The goat milk was good—Enyart bought some on the spot and started using it at the restaurant. But what really interested Enyart was something more substantial. He pointed to the Kilguses’ pet goat.

“We’re looking for that,” he said.

The Kilgus boys, Justin and Trent, overheard this and snickered. The thought of selling the actual goats had never occurred to them. Who would ever want them? And the thought of actually eating the things was laughable to them.

Three years later, the boys don’t find the goat business so funny. After agreeing to raise some goats for Enyart, the brothers realized there was a market for the stuff. And though at the time Justin was only 15, and Trent was all of 12, they applied for and received a Frontera Foundation grant. With that start-up money, they started Pleasant Meadows Farms, currently the goat supplier du jour for Chicago chefs.

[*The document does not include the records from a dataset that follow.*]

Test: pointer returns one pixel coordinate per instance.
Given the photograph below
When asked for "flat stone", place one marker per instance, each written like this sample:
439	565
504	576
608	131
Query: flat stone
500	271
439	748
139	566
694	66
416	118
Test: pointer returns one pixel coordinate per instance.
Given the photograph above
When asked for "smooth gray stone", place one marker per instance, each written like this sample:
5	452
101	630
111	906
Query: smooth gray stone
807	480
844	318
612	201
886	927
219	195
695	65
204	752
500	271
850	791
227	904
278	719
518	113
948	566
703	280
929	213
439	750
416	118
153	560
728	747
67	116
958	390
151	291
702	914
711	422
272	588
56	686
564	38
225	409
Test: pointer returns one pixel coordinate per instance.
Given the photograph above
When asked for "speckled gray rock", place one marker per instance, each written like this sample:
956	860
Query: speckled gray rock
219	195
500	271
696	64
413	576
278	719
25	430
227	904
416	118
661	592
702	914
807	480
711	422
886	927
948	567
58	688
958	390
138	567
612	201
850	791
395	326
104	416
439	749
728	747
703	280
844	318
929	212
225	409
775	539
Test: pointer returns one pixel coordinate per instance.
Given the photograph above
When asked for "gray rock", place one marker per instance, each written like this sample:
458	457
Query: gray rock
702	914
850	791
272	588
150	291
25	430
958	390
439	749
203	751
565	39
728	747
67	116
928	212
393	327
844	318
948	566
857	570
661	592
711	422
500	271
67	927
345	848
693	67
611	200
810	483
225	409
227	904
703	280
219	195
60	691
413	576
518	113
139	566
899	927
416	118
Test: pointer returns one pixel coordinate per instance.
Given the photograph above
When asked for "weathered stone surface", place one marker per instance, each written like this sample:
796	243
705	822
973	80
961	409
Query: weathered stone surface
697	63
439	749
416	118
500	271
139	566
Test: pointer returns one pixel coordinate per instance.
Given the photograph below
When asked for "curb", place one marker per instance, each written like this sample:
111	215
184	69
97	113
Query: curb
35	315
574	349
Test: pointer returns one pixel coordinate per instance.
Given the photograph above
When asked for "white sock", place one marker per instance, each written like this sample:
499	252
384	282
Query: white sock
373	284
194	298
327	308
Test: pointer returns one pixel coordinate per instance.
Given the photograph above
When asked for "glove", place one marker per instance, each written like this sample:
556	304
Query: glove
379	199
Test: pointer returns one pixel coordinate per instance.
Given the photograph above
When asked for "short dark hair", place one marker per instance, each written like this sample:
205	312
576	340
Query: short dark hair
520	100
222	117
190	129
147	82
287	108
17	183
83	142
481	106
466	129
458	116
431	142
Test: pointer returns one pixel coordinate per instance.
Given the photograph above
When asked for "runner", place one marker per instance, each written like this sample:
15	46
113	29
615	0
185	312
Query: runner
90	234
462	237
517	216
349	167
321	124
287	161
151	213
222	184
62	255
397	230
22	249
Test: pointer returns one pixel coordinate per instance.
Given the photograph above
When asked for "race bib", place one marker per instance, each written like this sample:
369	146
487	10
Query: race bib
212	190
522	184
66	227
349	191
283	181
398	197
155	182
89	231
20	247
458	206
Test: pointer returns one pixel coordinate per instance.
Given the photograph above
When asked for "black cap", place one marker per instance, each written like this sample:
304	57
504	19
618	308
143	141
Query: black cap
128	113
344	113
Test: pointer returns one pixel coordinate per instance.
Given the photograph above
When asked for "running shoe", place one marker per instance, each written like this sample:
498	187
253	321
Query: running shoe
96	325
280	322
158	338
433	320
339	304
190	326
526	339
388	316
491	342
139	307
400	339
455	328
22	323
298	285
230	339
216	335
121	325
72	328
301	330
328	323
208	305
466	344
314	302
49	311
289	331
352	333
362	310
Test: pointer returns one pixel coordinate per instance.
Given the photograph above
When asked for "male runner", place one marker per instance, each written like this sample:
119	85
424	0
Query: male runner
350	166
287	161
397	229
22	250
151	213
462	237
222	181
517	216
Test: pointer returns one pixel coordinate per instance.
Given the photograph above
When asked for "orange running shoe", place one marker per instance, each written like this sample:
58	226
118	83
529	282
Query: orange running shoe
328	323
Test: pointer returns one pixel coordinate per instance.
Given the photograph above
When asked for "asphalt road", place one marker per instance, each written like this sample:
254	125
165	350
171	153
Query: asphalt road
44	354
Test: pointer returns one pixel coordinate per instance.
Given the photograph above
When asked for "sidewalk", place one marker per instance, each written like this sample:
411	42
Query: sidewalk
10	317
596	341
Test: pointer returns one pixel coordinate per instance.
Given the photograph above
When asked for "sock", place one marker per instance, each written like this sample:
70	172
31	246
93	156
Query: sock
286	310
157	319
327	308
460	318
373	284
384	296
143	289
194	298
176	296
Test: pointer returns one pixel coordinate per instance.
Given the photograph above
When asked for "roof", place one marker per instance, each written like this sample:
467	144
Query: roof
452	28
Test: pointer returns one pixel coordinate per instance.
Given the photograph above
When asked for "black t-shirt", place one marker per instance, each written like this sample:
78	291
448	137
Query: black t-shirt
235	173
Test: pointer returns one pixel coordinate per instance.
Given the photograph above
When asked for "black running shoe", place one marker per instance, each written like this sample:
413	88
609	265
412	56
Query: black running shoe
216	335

The boys were no strangers to farming, of course. Growing up in Fairbury on a third-generation farm, they couldn’t avoid it. More to the point, they’ve never had any inclination to even try to avoid it. “We developed the goat business to find a way to come back to the farm,” Justin says. (His parents’ dairy operation isn’t big enough to employ the brothers full time.) “I guess we just take to farm life.”

Now 18, Justin finished his last semester of high school in December, and the afternoon we spoke he was talking on a cell phone from the farm; in the background I could hear the constant, unmistakable whine of goats. In theory, his time at home frees him up to do all the chores associated with running his goat business. But he’s happy to leave that to Trent, now 15, for whom school apparently does not act as a deterrent to running a business. Trent checks on the goats before classes start. Then he rushes back home from school to check on them again.

Freed from those duties, Justin’s goal is to market the product. But the truth is the product has done a pretty good job of marketing itself. Before Pleasant Meadows, a lot of goat available to Chicago chefs was from out of state, which meant it was older by the time chefs got their hands on it. A Pleasant Meadows goat, on the other hand, is delivered to restaurants like Naha, Vie and Carnivale just two days after it’s slaughtered. It also happens to have a great story behind it. The goat has “roots in our community,” Enyart says. “It’s a story we as cooks and chefs can connect to.”

It helps that the goat also tastes good. Since starting their business, Justin and Trent have come to know what good goat tastes like (they’re particularly fond of Enyart’s barbacoa), and they create highly controlled conditions to ensure their goats are flavorful. They decided to raise only Boer goats, an heirloom variety known for the fine meat they produce. They breed all their goats themselves, and they raise the goats strictly on pasture, where the animals eat nothing but grass from spring through fall, and then the family’s homegrown hay in the winter. The one exception to this is the kids—the baby goats—which are fed only their own mother’s milk before being slaughtered and sold as sucklings.

Those kids make up half the brothers’ business, mostly thanks to the Bristol and Topolobampo, the boys’ biggest clients. Asked if it ever gets difficult to see so many cute baby goats go to slaughter, Justin doesn’t show a lot of emotion. “Goats can be ornery,” he says dismissively. “Some of them don’t want anything to do with you.” But he isn’t a heartless, grown-up businessman just yet: He admits that he keeps the gentler goats—the females—on the farm for breeding purposes. And the pet goat that started it all? It never entered the business.